Introduction Optimal adjustment of basal insulin to overcome hypoglycemia and glycemic variability (GV) depends on its duration of action and peak-less profile. Owing to the ability of long-acting basal insulin to avoid hypoglycemia, we titrated pre-meal glucose to normal fasting blood glucose, 80–110 mg/dL (4.5–6.1 mmol/L), and post-meal glucose to 80–140 mg/dL (4.5–7.8 mmol/L). The purpose of this study was to evaluate two basal insulin analogues degludec (IDeg) and glargine (IGlar), injected in the morning, for GV using continuous glucose monitoring (CGM) in type 1 diabetes (T1DM). Methods In this crossover study, 20 Japanese patients with T1DM (age 54 ± 16 years, disease duration 16 ± 8 years, BMI 24 ± 4 kg/m 2 , HbA1c 7.4 ± 0.8%) were randomized into one of two different starting regimens, and CGM was conducted on three consecutive days during the last week of each 12-week titration period.

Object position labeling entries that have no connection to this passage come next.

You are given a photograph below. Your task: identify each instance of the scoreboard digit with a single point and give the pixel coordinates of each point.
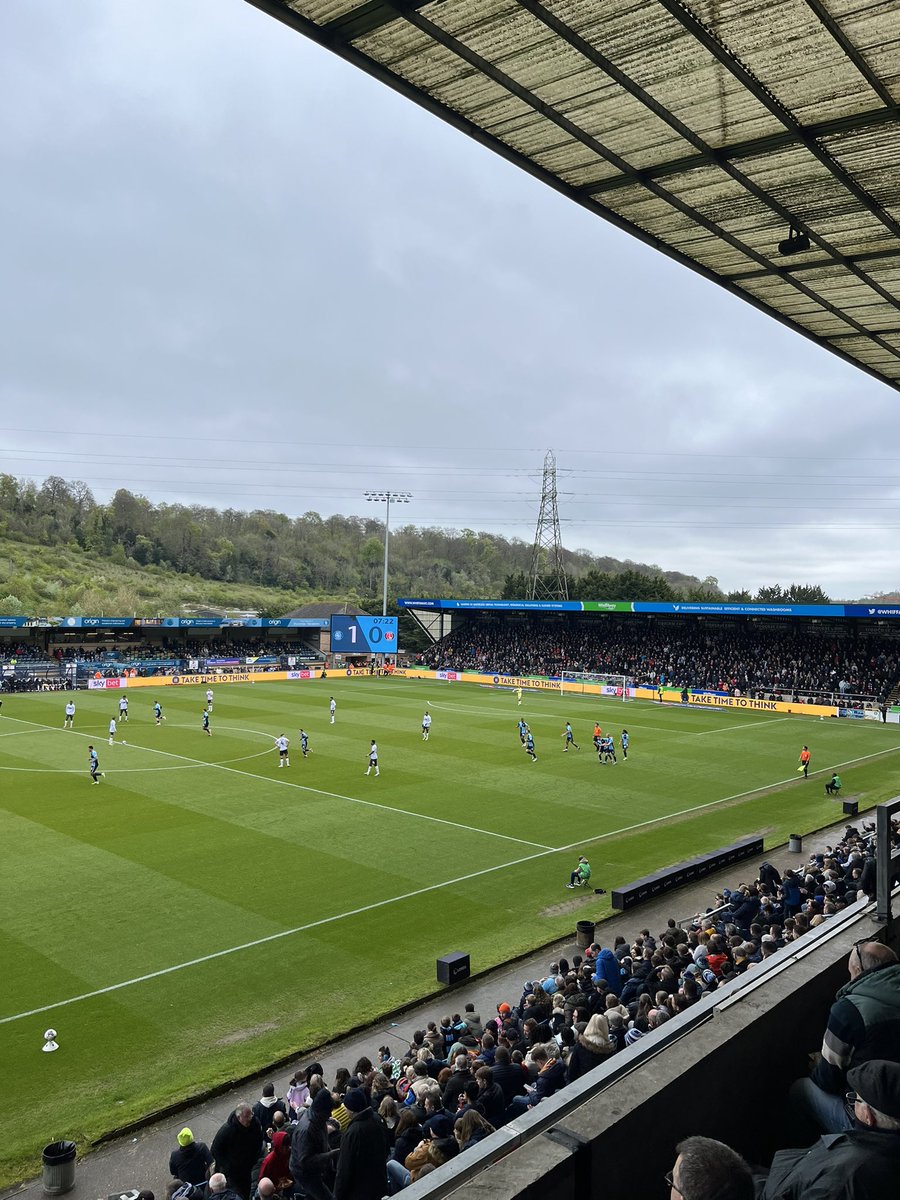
(364, 635)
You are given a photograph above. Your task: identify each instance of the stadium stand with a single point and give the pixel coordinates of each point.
(415, 1109)
(771, 661)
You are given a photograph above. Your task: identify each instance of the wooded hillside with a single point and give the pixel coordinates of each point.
(137, 552)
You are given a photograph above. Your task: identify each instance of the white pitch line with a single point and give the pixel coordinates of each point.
(407, 895)
(270, 937)
(317, 791)
(723, 799)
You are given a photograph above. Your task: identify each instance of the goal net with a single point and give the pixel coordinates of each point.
(591, 683)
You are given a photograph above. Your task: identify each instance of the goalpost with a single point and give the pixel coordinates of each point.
(593, 683)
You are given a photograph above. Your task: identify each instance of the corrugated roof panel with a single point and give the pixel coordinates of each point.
(323, 11)
(873, 159)
(785, 45)
(873, 28)
(645, 42)
(663, 88)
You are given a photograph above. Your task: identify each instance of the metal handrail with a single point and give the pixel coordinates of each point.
(887, 861)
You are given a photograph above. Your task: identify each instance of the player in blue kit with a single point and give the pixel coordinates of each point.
(529, 747)
(94, 766)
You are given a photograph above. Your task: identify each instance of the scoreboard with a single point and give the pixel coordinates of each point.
(364, 635)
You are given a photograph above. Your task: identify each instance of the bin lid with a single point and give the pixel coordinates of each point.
(60, 1150)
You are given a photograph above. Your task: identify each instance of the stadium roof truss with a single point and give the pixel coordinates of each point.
(712, 130)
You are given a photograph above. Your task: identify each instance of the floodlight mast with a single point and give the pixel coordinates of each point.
(387, 497)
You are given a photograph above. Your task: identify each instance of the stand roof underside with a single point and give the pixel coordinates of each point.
(708, 130)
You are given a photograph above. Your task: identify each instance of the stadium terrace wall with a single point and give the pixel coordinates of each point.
(534, 683)
(670, 695)
(613, 1134)
(180, 681)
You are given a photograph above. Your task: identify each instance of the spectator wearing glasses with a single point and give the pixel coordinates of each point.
(709, 1170)
(863, 1163)
(863, 1024)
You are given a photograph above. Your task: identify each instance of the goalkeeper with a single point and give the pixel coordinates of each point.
(581, 875)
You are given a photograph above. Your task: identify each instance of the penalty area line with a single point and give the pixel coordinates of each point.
(723, 799)
(270, 937)
(305, 787)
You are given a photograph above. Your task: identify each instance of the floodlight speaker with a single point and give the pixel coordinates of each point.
(453, 967)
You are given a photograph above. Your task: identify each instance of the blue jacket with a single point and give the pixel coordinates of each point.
(607, 967)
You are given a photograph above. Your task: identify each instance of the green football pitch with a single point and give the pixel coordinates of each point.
(203, 912)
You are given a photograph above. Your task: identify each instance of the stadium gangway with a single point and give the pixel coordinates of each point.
(550, 1115)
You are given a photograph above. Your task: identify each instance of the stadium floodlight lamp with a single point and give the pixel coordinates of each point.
(796, 243)
(387, 497)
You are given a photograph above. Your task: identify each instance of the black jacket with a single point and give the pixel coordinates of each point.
(511, 1079)
(237, 1147)
(361, 1164)
(310, 1150)
(861, 1164)
(191, 1163)
(582, 1060)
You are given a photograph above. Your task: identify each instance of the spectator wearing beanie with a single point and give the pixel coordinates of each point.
(191, 1162)
(361, 1163)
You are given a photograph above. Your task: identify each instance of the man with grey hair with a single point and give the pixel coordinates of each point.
(709, 1170)
(863, 1024)
(219, 1188)
(237, 1149)
(862, 1163)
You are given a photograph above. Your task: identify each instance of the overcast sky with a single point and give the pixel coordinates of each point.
(238, 271)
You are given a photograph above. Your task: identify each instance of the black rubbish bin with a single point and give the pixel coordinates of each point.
(58, 1168)
(585, 934)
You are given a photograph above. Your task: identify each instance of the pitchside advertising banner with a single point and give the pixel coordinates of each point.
(205, 679)
(534, 683)
(688, 607)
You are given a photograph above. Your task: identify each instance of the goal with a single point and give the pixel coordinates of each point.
(592, 683)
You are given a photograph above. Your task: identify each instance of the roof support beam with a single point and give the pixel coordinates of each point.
(516, 89)
(750, 149)
(852, 53)
(817, 264)
(640, 94)
(289, 17)
(367, 19)
(681, 11)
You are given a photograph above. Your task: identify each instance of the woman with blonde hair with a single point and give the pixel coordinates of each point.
(592, 1049)
(472, 1128)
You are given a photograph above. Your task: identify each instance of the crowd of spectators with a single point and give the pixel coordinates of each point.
(367, 1131)
(160, 659)
(751, 660)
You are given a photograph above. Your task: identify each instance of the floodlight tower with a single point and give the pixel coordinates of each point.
(387, 498)
(547, 579)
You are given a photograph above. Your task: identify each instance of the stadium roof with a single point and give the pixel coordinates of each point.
(709, 130)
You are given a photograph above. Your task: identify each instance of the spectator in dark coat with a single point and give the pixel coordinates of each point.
(592, 1049)
(509, 1075)
(491, 1101)
(457, 1081)
(311, 1155)
(361, 1163)
(237, 1149)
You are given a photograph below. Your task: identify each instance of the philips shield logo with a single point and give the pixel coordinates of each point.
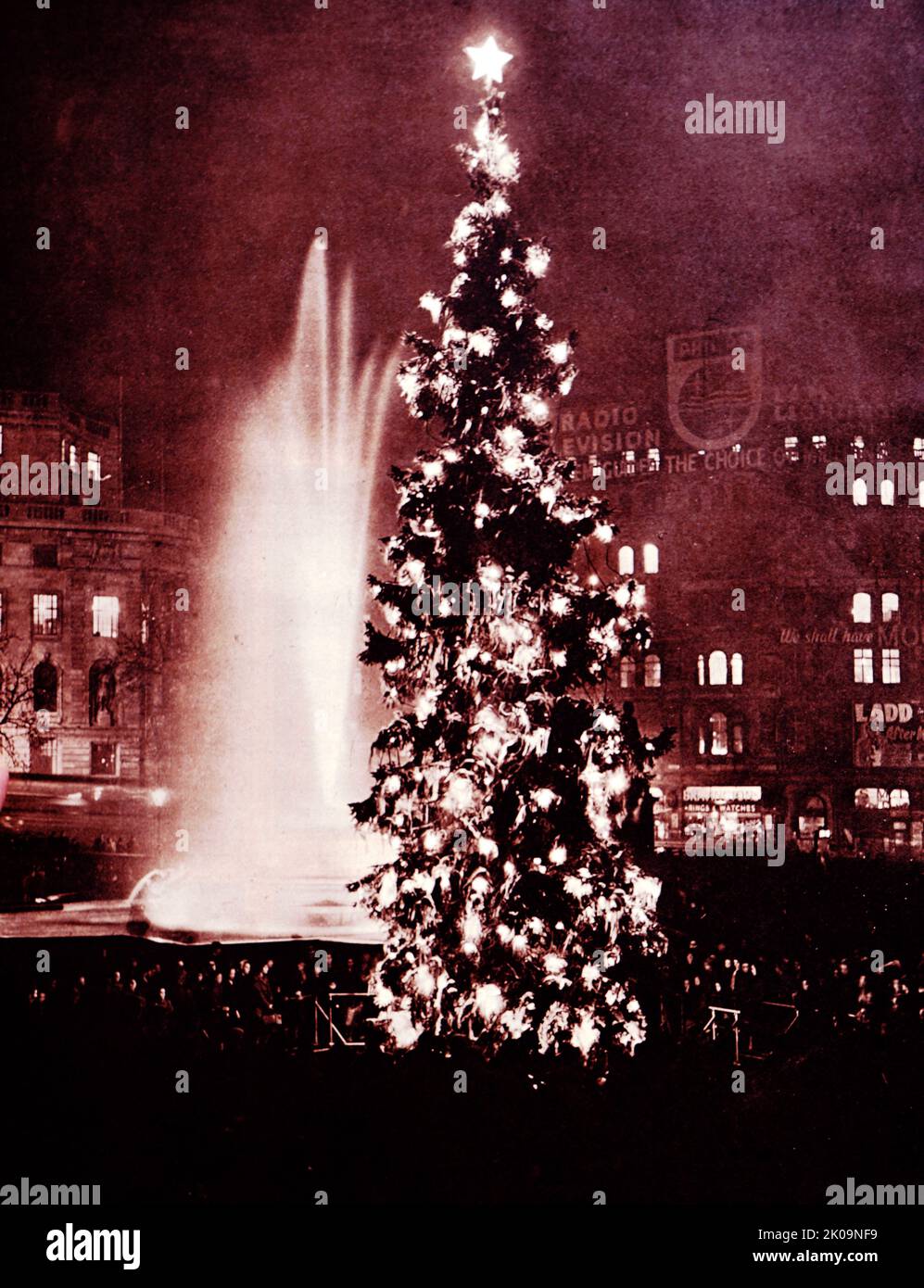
(715, 385)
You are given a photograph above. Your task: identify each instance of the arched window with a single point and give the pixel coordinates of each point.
(718, 667)
(45, 686)
(718, 734)
(102, 693)
(862, 607)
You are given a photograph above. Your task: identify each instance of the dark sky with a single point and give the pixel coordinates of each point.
(343, 118)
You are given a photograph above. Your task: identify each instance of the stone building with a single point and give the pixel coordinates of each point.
(93, 607)
(788, 620)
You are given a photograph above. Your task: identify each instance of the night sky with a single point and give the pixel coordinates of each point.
(343, 118)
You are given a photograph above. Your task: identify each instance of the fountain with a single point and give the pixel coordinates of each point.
(273, 736)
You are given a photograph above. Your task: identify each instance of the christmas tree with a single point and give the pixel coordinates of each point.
(507, 779)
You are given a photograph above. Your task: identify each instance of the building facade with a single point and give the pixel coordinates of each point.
(93, 604)
(786, 611)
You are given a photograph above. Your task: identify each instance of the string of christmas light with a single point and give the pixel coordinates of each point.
(505, 778)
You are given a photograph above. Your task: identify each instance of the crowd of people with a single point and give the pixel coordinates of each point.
(705, 991)
(809, 994)
(230, 1003)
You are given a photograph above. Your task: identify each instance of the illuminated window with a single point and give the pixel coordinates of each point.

Treatment satisfaction was assessed at the end of each treatment period using the Diabetes Therapy-Related Quality of Life Questionnaire (DTR-QOL). Results There were no differences in HbA1c, total insulin dosage, body weight changes, and basal to bolus ratio between the IDeg and IGlar arms. The day-to-day variability in fasting interstitial GV on the CGM curves was significantly less in the IDeg than IGlar treatment period (25.9 ± 22.0 vs. 43.8 ± 30.1 mg/dl, p  = 0.04). Other markers of GV, calculated by the EasyGV software, including mean amplitude of glycemic excursions (MAGE), J-index, total and nocturnal hypoglycemia were not different between the two treatment periods. The score of “satisfaction with treatment”, a subdomain of the DTR-QOL system, was higher in the IDeg period. Conclusion Thus, the morning injection of the two long-acting insulin analogues seemed similar with regard to the magnitude of hypoglycemia in T1DM, but treatment with IDeg was associated with lower day-to-day variation in glucose level. These results suggest that IDeg is safe with minimal morning GV in patients with T1DM. Clinical trial registration Japanese Clinical Trials Registry, UMIN000012358.